Harriet Siliman Cosgrove (1887 – 1970) was an American archaeologist. Her fascination for archeology first started when she moved to Silver City, New Mexico, in 1906 with her husband Cornelius.

In 1919, the Cosgroves bought land in Grant County, New Mexico and began excavating Mimbres Valley ceramics. The Mimbres Valley has pre-Columbian culture dating from 200AD to 1150AD. The Cosgroves reportedly spent their free time exploring the Mimbres Valley with their son, Burton Cosgrove Jr. In the 1920s, the Cosgroves met Alfred Vincent Kidder (1885–1963), at the time curator of North American Archeology at Harvard's Peabody Museum. Kidder was extremely impressed with the Cosgroves' amateur archaeological work on Mimbres culture; the Cosgroves were later hired in 1924 by Harvard University's Peabody museum through the help of Kidder. Harriet was among the first women in the field of archeology to be professionally employed. She then began professionally excavating sites for the Harvard Peabody Museum, beginning with an expedition in the Mimbres Valley.
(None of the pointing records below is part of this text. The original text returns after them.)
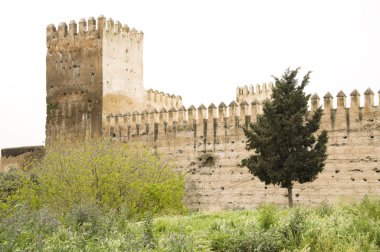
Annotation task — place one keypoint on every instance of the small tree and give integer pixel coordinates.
(286, 147)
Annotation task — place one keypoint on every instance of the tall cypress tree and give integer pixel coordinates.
(286, 147)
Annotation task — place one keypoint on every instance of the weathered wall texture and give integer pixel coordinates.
(208, 145)
(18, 157)
(74, 78)
(122, 69)
(94, 84)
(91, 71)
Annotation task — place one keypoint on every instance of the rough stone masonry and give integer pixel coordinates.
(94, 85)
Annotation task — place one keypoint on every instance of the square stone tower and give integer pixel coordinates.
(92, 69)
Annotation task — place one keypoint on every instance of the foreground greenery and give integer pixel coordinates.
(110, 176)
(354, 227)
(104, 196)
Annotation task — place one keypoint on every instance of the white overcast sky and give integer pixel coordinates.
(200, 50)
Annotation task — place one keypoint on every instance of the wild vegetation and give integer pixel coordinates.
(286, 148)
(108, 175)
(86, 227)
(103, 196)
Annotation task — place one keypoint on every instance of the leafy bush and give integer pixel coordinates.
(106, 174)
(88, 227)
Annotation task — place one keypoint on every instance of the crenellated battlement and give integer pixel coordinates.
(240, 115)
(92, 27)
(157, 99)
(94, 86)
(97, 62)
(257, 93)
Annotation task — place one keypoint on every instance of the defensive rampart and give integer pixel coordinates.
(208, 145)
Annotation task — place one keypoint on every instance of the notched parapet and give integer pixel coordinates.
(260, 92)
(158, 100)
(91, 26)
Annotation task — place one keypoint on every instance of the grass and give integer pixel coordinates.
(345, 227)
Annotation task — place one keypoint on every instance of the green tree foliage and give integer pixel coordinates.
(286, 147)
(109, 175)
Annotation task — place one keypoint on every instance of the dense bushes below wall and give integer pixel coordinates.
(354, 227)
(111, 176)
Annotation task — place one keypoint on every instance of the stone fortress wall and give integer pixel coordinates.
(208, 144)
(94, 84)
(94, 68)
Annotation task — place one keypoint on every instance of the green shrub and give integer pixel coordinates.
(267, 216)
(106, 174)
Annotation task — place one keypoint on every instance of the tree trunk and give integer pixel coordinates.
(290, 195)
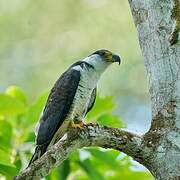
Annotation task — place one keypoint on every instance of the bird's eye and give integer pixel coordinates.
(103, 53)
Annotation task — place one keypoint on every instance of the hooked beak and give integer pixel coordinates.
(116, 58)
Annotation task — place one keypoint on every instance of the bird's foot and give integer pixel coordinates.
(79, 125)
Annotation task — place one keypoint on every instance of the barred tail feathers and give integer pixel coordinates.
(39, 151)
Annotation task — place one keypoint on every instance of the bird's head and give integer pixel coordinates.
(101, 59)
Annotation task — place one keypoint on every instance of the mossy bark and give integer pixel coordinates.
(158, 31)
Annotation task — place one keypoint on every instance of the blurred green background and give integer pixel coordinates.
(40, 39)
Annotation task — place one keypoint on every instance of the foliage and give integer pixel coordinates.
(17, 122)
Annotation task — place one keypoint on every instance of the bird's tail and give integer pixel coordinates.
(39, 151)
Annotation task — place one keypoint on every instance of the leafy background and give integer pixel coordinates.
(17, 121)
(39, 40)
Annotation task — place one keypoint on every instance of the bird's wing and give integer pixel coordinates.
(92, 100)
(58, 105)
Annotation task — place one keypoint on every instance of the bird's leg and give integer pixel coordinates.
(77, 124)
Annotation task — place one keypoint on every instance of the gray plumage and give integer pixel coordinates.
(71, 98)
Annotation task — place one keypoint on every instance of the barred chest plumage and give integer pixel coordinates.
(88, 82)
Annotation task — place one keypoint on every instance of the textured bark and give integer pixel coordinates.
(90, 135)
(158, 26)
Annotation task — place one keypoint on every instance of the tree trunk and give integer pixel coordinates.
(158, 26)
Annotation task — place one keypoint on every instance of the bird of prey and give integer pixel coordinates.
(71, 98)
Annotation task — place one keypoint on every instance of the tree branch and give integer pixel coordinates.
(90, 135)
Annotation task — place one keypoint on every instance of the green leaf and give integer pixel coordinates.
(5, 159)
(5, 134)
(90, 170)
(8, 171)
(10, 106)
(17, 93)
(110, 120)
(34, 111)
(101, 105)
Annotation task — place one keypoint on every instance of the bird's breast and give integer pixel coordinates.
(83, 94)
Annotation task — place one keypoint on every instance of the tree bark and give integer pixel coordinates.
(90, 135)
(158, 26)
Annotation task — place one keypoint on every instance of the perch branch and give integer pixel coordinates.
(90, 135)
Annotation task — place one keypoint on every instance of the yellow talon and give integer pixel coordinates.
(79, 125)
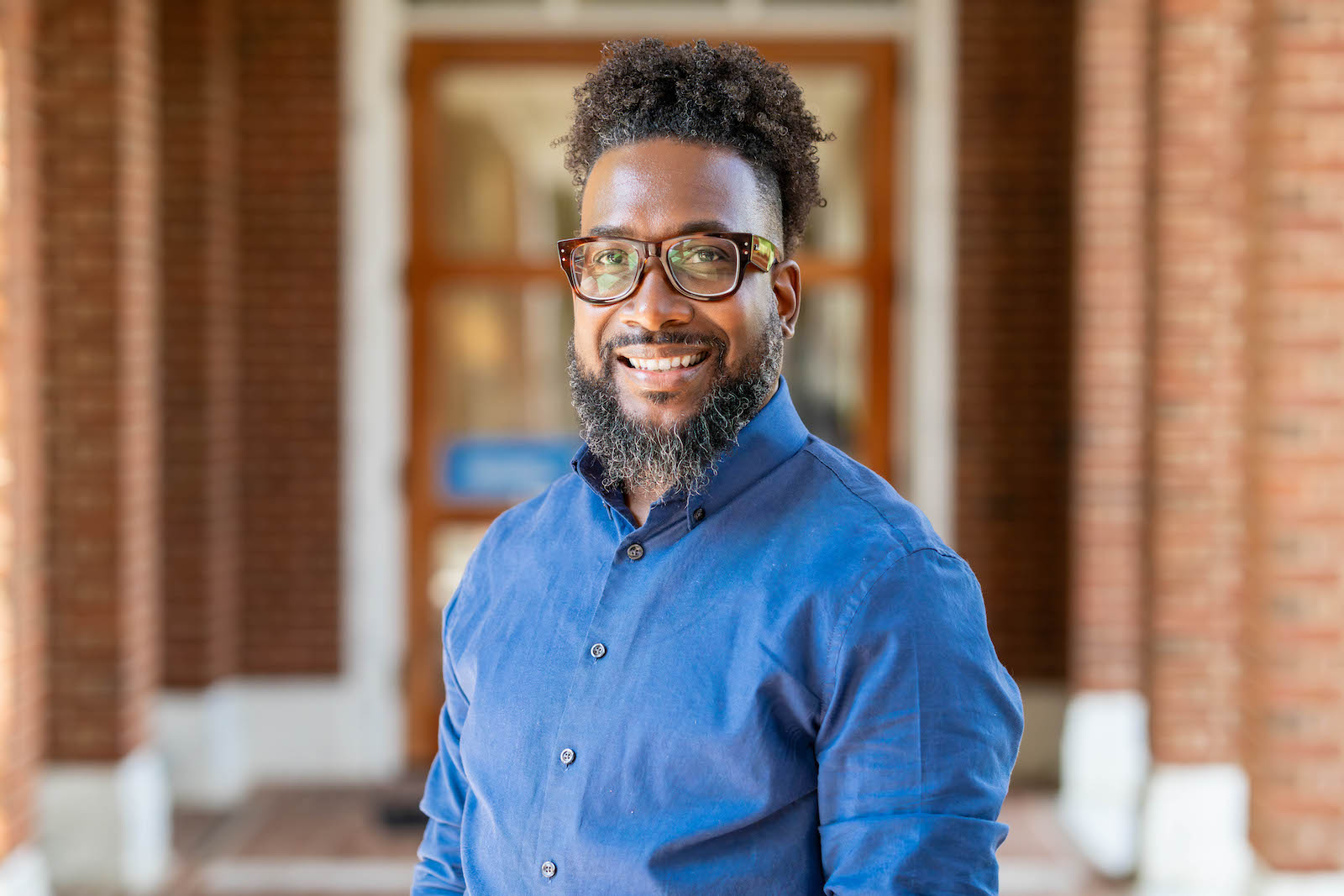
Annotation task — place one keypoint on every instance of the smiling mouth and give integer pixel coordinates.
(665, 363)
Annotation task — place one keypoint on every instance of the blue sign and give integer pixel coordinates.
(504, 468)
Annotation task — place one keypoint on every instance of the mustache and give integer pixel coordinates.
(662, 338)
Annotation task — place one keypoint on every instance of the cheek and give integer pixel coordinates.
(588, 331)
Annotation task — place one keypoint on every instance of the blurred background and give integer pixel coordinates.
(1079, 293)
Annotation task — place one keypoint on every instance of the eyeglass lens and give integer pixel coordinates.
(705, 266)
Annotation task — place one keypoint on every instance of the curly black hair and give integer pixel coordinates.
(722, 97)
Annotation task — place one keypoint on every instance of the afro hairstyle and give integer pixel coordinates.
(726, 97)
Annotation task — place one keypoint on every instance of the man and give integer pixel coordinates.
(721, 656)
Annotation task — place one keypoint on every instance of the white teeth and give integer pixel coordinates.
(665, 363)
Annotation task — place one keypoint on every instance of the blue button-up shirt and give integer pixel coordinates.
(783, 684)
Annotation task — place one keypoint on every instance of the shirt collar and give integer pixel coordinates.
(769, 438)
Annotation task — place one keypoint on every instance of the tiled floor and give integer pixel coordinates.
(360, 841)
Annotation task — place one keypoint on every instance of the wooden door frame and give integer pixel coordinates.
(427, 60)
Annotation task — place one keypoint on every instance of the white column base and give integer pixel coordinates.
(1267, 882)
(222, 741)
(108, 825)
(1102, 773)
(201, 735)
(1195, 832)
(24, 872)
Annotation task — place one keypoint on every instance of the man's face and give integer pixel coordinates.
(651, 191)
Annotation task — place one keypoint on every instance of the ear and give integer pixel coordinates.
(788, 295)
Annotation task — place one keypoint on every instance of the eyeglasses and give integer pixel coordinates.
(706, 266)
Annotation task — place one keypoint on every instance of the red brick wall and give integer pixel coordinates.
(199, 372)
(98, 291)
(289, 217)
(1200, 378)
(1108, 531)
(22, 631)
(1294, 637)
(1015, 147)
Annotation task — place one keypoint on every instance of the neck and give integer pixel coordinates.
(640, 500)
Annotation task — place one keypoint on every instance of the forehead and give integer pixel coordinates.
(652, 188)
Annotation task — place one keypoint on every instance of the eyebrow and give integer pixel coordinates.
(709, 224)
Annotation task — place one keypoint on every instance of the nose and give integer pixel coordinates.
(655, 304)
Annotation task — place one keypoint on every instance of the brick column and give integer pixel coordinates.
(289, 308)
(1294, 634)
(105, 809)
(22, 633)
(1104, 755)
(1195, 810)
(199, 714)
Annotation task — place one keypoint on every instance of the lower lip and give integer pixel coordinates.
(664, 379)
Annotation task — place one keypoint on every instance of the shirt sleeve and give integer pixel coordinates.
(918, 738)
(440, 867)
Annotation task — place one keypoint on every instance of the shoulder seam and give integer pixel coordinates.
(846, 620)
(895, 530)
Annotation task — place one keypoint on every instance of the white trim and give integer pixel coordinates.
(1102, 774)
(24, 872)
(1194, 837)
(108, 824)
(1268, 882)
(568, 18)
(931, 349)
(365, 708)
(308, 875)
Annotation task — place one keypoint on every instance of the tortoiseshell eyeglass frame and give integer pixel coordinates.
(754, 250)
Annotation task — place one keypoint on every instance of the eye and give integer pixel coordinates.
(617, 257)
(706, 254)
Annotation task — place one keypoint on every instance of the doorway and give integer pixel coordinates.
(490, 409)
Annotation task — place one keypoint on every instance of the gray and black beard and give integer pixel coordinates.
(643, 457)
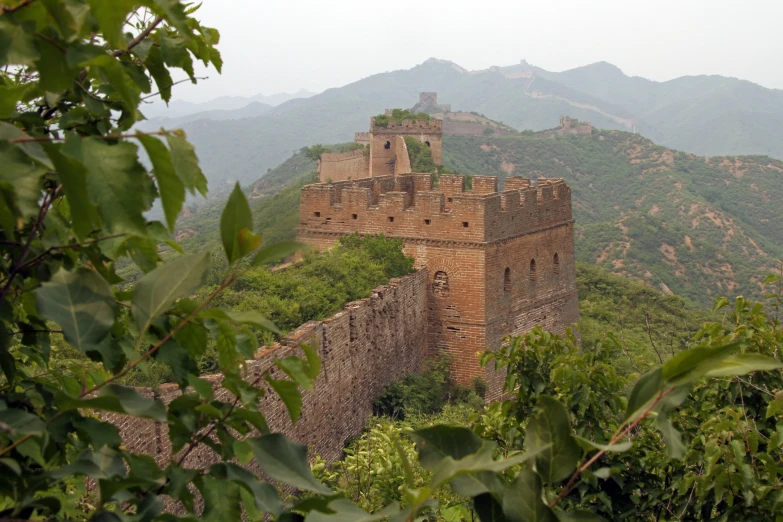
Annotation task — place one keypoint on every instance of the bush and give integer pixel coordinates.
(398, 116)
(427, 393)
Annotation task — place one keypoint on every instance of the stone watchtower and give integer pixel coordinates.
(387, 144)
(498, 263)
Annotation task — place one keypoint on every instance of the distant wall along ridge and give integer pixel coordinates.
(497, 263)
(491, 264)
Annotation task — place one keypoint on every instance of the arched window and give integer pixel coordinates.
(440, 284)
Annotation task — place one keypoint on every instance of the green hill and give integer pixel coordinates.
(704, 114)
(697, 227)
(693, 226)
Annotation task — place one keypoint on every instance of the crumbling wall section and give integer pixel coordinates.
(363, 348)
(342, 166)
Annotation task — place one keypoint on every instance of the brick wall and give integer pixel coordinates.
(466, 240)
(341, 166)
(368, 345)
(429, 132)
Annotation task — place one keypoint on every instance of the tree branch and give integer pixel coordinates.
(619, 435)
(140, 38)
(48, 198)
(15, 8)
(64, 247)
(173, 84)
(105, 137)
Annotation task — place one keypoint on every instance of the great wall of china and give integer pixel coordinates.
(490, 264)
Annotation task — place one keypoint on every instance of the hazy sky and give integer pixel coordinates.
(285, 45)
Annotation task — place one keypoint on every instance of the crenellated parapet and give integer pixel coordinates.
(431, 126)
(407, 206)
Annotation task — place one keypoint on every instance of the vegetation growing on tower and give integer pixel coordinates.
(398, 116)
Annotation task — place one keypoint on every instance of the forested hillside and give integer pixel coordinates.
(698, 227)
(704, 115)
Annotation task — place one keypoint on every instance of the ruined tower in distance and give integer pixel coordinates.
(498, 263)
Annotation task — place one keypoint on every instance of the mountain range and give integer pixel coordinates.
(180, 108)
(705, 115)
(684, 224)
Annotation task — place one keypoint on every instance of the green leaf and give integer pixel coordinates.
(7, 361)
(183, 156)
(436, 443)
(550, 427)
(249, 317)
(172, 190)
(17, 43)
(98, 432)
(264, 494)
(81, 302)
(774, 407)
(117, 182)
(18, 423)
(579, 515)
(121, 81)
(644, 391)
(177, 486)
(175, 54)
(178, 359)
(346, 511)
(674, 446)
(55, 74)
(742, 364)
(236, 226)
(111, 18)
(116, 398)
(157, 291)
(104, 463)
(174, 12)
(277, 252)
(691, 365)
(221, 499)
(488, 509)
(159, 72)
(73, 176)
(9, 97)
(290, 395)
(193, 337)
(616, 448)
(475, 474)
(23, 175)
(522, 501)
(286, 461)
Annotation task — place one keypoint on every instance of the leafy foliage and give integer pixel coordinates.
(398, 116)
(695, 438)
(74, 197)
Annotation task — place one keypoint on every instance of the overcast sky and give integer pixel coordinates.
(286, 45)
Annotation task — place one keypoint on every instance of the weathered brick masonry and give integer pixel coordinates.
(498, 263)
(368, 345)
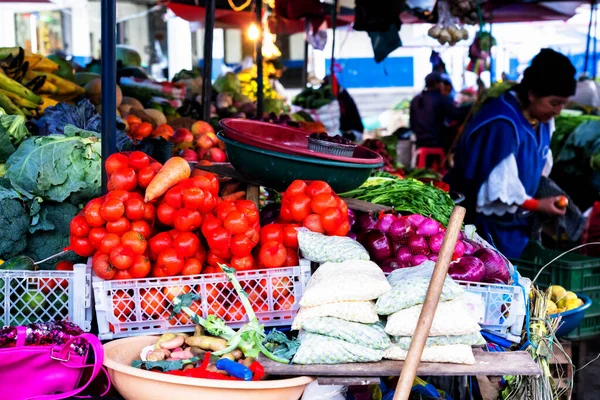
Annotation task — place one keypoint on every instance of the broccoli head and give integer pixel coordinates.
(14, 218)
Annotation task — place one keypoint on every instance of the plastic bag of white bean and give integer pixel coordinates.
(409, 287)
(451, 319)
(354, 311)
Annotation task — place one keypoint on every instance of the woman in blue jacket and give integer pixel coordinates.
(505, 150)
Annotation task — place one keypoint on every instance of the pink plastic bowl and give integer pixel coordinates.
(137, 384)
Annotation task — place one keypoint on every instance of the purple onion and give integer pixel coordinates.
(418, 244)
(415, 220)
(404, 255)
(418, 259)
(428, 227)
(384, 222)
(435, 242)
(468, 268)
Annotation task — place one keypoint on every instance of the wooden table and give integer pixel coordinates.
(486, 363)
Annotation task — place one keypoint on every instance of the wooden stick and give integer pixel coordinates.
(413, 358)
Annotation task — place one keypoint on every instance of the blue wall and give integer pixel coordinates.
(365, 73)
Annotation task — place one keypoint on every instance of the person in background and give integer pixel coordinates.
(505, 150)
(429, 112)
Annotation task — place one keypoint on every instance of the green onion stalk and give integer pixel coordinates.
(249, 338)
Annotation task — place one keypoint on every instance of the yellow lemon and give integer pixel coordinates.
(551, 307)
(557, 292)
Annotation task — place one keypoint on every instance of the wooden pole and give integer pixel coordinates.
(413, 358)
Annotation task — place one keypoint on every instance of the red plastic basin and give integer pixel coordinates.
(287, 140)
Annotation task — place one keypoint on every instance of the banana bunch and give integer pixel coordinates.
(28, 84)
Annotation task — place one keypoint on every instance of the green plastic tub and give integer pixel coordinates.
(277, 170)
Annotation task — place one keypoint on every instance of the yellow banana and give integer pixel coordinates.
(9, 106)
(64, 86)
(19, 101)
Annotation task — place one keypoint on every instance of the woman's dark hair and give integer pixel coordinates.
(550, 74)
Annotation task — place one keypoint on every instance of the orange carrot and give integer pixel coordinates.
(235, 196)
(174, 171)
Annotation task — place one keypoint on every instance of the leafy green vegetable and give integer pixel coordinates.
(12, 132)
(58, 166)
(164, 366)
(406, 195)
(14, 218)
(49, 233)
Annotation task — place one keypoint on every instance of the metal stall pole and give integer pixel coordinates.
(108, 21)
(209, 26)
(260, 96)
(305, 65)
(333, 26)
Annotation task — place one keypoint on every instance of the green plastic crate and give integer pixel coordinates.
(574, 272)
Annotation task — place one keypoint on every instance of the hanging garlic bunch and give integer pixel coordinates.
(448, 29)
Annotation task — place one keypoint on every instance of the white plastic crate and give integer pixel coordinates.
(500, 309)
(142, 306)
(44, 296)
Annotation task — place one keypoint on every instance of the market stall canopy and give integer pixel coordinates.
(195, 11)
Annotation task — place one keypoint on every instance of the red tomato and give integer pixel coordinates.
(318, 187)
(119, 226)
(115, 162)
(81, 246)
(174, 197)
(142, 228)
(152, 303)
(186, 244)
(236, 222)
(102, 267)
(159, 243)
(122, 195)
(322, 202)
(331, 219)
(296, 187)
(290, 236)
(242, 263)
(112, 210)
(272, 254)
(92, 215)
(219, 239)
(300, 207)
(135, 241)
(192, 266)
(79, 226)
(121, 257)
(149, 213)
(165, 214)
(313, 223)
(291, 259)
(124, 179)
(249, 210)
(108, 242)
(187, 220)
(135, 209)
(95, 236)
(272, 232)
(241, 245)
(138, 159)
(169, 262)
(210, 223)
(213, 261)
(145, 176)
(140, 267)
(224, 208)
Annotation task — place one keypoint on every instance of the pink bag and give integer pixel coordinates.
(49, 372)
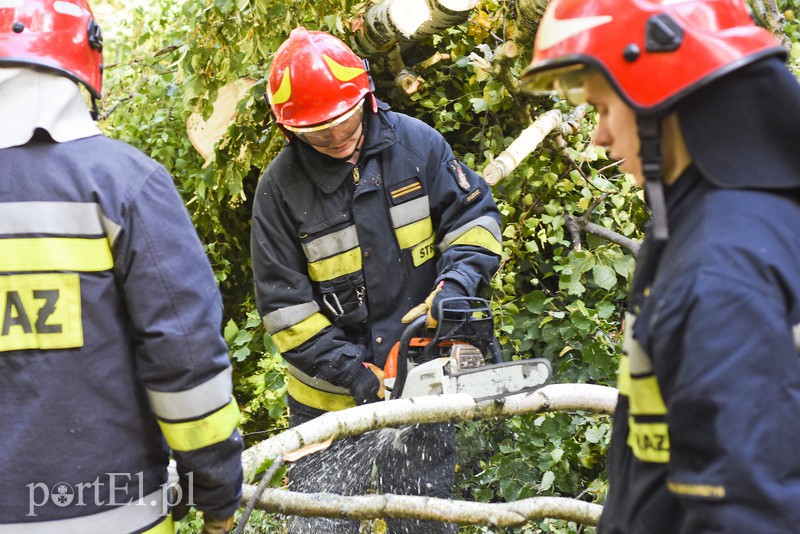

The Cosgroves' first professional archaeology endeavor was to excavate the Swarts Ruin, also known as the Swarts Ranch Ruin. The Swarts Ruin was part of the Mimbres Valley, however cultural artifacts of this area of the site suggest that the culture was only active between 1000AD – 1150AD in that area. The Swarts excavation established the Cosgroves as elite Southwestern Archaeologists as well as solidifying their image as a team unit. The site was photographically documented by Cornelius and Harriet made ink drawings of every bowl excavated, totaling over 700 Swarts Ruin pots. In total, nearly 10,000 artifacts were found and chronologically recorded by season. Extremely thorough notes were also taken by Harriet pertaining to room locations on the site, dimensions of these rooms, and the floor's soil type; this was done for all burial sites discovered by the Cosgroves. The finds of the site were published in 1932 as "The Swarts Ruin: A Typical Mimbres Site in Southwestern New Mexico" which detailed the findings from 1924–1927 by season. The excavation was deemed "prodigious" and is still used as the primary reference for Mimbres Scholars.

A year prior to the Cosgroves' work at Stalling island they worked on the Gila River site in New Mexico from 1928–1929. After being hired by William Claflin Jr. (an archeologist from Belmont, Massachusetts) the Cosgroves began work on the Stallings island Mound in Columbia County, Georgia. The site however was discovered to not be well preserved due to more recent aboriginal activity. A group of artifacts found at the site were termed the "stallings island culture". The development of this idea of the culture allowed artifacts to be more accurately grouped by age, material, and groups of people. Cornelius discovered fiber-tempered pottery at the site as well as tools of late Archaic-type in great numbers. Through the work of the Cosgroves the Stalling Island Mound was found to be a shell heap rather than a major ceremonial construction like it was previously thought to be. Furthermore, the Cosgroves work at Stalling island was the first stratigraphic analysis of midden in Georgia.

The last site the Cosgroves worked on as a team was the Hopi Pueblo of Awatovi in Arizona. Burton Cosgrove died in 1936 during the first year of the project. Harriet returned to the site in 1937 and was placed in charge of the pottery tent on the site. She worked in training students and Indian assistants in the processes of washing, sorting, and cataloging the artifacts. In 1970 at the age of 84 Harriet Cosgrove died.